Throughout his campaign, Abele vowed not to raise taxes and to restructure the county’s mental health programs. He also, however, hinted at necessary layoffs in order to balance the county’s budget.

On the losing end, Stone said Milwaukee County’s “brightest days are ahead” and promised to work with Abele to find solutions to its problems. He also alluded to the race’s “unusual environment” and how this spring’s voter turnout was higher than in previous years.

“The loss reflects the divide we have in Wisconsin right now,” he said in his concession speech. “There was a big voter turnout, which was a reflection of the unrest we have had in Madison over Gov. Walker’s union measure.”

The union measure Stone referred to was one that stripped public workers of most of their collective bargaining rights. Since the budget repair bill was introduced, Stone voted for it twice.

With the election over, Gov. Walker issued a statement congratulating Abele, and said he is glad the county executive-elect embraced his position of not raising property taxes.


Wisconsin’s State Supreme Court race was largely driven by outside interest groups and attack ads, and featured a higher-than-expected turnout. The result after Tuesday was that the election results were too close to call, and will likely lead to the first statewide vote recount in more than two decades.

As of Wednesday afternoon, unofficial results showed Assistant Attorney General JoAnne Kloppenburg with a 204-vote lead over incumbent Justice David Prosser, who had been leading most of Tuesday night. The current vote tally was the result of all of the state’s 3,630 precincts, according to an unofficial tally by the Associated Press’ election results and the Milwaukee Journal Sentinel.

Prosser and his campaign already said there is little doubt a recount will occur.

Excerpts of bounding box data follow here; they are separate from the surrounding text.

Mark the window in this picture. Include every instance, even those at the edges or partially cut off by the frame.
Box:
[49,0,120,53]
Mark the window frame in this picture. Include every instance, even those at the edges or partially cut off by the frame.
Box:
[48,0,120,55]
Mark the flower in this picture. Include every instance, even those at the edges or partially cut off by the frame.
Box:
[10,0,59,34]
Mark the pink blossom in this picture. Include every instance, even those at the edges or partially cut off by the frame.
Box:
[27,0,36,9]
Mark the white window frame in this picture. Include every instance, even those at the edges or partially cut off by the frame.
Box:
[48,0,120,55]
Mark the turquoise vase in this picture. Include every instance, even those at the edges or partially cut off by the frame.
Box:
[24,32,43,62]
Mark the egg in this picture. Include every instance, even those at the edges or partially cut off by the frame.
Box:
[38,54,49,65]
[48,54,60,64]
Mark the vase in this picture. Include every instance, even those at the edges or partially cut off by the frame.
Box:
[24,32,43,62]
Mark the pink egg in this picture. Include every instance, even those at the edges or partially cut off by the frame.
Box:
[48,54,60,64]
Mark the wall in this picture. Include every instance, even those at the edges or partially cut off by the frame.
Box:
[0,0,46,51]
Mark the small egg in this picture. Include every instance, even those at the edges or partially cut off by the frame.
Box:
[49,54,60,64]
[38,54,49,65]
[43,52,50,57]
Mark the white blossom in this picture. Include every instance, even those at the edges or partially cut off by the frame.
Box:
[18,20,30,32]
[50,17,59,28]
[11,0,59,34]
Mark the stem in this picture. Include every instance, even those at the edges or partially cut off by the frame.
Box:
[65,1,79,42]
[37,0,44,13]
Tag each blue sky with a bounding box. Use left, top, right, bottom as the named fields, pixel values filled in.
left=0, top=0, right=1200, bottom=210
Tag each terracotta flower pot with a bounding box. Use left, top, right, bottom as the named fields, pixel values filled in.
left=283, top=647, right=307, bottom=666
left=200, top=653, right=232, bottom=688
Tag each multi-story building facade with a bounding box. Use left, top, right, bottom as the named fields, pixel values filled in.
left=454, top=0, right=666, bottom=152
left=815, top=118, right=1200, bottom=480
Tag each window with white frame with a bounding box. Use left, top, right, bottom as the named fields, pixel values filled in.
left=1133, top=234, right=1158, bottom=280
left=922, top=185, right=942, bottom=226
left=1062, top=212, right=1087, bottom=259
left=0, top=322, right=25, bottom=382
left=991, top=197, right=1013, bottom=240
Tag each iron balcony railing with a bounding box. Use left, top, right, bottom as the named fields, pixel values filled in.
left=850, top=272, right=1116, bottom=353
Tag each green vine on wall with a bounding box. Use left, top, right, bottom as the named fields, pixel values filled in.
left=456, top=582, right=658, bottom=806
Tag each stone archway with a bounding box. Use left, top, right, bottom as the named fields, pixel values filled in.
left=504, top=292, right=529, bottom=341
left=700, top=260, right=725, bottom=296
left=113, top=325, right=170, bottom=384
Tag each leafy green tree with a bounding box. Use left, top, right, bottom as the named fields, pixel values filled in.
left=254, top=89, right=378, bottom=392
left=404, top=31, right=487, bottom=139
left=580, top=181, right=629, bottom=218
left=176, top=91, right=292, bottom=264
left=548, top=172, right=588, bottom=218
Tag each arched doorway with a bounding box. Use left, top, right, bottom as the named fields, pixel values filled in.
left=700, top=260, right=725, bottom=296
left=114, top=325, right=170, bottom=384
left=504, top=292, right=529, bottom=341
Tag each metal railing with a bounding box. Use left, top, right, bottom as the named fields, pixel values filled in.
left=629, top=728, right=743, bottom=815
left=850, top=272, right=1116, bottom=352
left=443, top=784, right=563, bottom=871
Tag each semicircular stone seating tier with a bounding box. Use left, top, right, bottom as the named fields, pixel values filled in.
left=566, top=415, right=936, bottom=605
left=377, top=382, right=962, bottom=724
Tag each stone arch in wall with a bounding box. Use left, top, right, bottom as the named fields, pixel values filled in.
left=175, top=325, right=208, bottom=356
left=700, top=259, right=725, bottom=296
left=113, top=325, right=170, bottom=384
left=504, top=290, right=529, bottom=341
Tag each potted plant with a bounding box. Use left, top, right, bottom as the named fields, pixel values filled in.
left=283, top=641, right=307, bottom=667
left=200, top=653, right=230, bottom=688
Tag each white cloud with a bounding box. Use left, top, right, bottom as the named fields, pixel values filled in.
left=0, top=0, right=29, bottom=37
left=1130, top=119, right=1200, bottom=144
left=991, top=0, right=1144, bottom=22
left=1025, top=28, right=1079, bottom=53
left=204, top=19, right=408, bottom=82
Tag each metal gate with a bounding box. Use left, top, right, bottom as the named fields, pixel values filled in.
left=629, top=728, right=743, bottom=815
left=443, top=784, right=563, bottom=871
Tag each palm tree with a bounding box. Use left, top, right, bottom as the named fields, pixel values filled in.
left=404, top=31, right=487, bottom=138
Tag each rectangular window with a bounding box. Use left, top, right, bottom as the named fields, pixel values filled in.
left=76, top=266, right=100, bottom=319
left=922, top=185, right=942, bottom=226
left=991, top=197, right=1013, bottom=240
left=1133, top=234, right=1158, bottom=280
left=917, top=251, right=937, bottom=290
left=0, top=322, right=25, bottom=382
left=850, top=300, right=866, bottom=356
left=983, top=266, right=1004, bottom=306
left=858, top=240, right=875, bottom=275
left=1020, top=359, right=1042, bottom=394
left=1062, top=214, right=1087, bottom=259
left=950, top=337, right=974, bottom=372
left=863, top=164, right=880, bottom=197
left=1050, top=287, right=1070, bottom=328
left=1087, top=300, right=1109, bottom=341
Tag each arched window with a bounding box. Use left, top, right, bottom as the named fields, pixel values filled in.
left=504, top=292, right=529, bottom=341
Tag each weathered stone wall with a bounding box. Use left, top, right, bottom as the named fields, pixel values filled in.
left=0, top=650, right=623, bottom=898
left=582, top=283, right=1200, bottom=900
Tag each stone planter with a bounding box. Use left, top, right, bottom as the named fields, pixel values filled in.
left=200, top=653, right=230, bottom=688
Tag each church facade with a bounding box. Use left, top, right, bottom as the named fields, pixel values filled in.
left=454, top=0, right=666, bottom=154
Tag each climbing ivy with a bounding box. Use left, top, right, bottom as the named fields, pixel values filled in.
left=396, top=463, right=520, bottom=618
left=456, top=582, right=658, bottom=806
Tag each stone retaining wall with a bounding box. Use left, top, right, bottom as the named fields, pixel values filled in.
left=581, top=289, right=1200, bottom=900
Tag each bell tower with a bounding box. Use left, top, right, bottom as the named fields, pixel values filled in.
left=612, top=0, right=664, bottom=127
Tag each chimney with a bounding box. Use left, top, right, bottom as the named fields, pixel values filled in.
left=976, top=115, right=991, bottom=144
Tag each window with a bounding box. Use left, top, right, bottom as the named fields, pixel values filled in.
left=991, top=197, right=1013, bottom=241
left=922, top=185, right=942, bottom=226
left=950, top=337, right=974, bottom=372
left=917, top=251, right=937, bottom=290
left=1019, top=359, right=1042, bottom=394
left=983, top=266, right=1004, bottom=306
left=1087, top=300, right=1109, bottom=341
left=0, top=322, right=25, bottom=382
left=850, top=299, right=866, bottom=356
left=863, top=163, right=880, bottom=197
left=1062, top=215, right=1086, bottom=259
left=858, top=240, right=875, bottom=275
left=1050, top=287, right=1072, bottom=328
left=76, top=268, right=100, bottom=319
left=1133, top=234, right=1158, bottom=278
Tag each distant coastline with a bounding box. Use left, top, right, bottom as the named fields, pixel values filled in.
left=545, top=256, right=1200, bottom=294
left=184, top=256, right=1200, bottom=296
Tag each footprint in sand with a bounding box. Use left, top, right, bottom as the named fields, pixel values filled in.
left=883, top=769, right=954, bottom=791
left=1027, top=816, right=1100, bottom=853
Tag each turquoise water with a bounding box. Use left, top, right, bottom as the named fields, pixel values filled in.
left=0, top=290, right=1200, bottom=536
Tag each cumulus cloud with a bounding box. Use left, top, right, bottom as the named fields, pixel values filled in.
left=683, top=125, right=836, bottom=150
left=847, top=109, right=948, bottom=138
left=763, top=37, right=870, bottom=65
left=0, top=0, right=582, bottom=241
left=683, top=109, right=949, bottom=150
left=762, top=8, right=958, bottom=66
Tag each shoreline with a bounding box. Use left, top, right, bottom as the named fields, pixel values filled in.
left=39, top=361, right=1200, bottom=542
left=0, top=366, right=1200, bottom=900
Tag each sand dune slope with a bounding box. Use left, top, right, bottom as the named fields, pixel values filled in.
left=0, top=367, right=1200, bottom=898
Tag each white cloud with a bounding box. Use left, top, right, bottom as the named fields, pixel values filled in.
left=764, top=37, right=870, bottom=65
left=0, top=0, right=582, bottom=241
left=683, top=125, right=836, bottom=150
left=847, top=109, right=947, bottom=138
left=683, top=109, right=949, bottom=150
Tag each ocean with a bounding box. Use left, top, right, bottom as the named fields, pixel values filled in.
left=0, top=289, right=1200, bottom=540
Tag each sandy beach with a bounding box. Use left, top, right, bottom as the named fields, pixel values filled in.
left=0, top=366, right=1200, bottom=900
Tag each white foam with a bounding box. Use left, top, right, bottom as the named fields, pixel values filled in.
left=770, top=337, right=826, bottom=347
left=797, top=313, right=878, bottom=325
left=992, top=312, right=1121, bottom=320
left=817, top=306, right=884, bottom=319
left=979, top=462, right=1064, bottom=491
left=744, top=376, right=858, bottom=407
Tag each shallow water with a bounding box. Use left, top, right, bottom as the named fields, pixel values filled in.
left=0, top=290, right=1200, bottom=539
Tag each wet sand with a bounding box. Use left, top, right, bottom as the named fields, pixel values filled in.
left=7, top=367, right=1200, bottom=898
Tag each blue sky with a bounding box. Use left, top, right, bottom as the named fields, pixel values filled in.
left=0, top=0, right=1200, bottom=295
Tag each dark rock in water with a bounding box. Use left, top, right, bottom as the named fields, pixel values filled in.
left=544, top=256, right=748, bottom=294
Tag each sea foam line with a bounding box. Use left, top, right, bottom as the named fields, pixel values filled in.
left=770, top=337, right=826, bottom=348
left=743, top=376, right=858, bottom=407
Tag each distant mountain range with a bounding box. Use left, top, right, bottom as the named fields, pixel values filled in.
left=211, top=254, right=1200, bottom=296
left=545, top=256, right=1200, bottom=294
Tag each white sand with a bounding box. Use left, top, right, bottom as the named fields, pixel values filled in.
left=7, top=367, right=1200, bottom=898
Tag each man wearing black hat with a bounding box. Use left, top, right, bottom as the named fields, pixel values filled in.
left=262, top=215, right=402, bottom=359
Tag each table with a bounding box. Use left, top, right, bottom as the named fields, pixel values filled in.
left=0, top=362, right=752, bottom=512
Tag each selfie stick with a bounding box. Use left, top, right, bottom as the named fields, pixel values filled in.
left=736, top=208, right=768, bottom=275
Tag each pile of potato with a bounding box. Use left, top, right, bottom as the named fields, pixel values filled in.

Brian Nemoir, Prosser’s campaign director, said their next step is to make sure “ballot integrity” is protected, meaning they will check with vote counters around the state to make sure none of the ballots were tampered with.

Once the official results are in, either candidate can request a recount. If the vote margin is less than 0.5 percent, the state does not charge anything to do the recount, however, if the margin is between 0.5 and 2 percent, the candidate must pay $5 per ward.

With current vote totals of Kloppenburg with 740,090 and Prosser with 739,886, it is almost certain the margin will be less than 0.5 percent.

Although neither of the candidates have released official statements regarding the election since last night, Mike Gousha, distinguished fellow in law and public policy, said this race can be viewed as a referendum on Gov. Scott Walker’s actions in Madison.

On WISN News, he said the race has been plagued by negative portrayals of the candidates, mostly by outside interest groups. He said those outside groups oftentimes were either for or against Walker’s budget repair bill.

“A Prosser loss is a blow to Walker, and most likely ends the court’s 4-3 partisan majority,” Gousha said.

Either way the election goes, the winner will begin his or her 10-year term on August 1.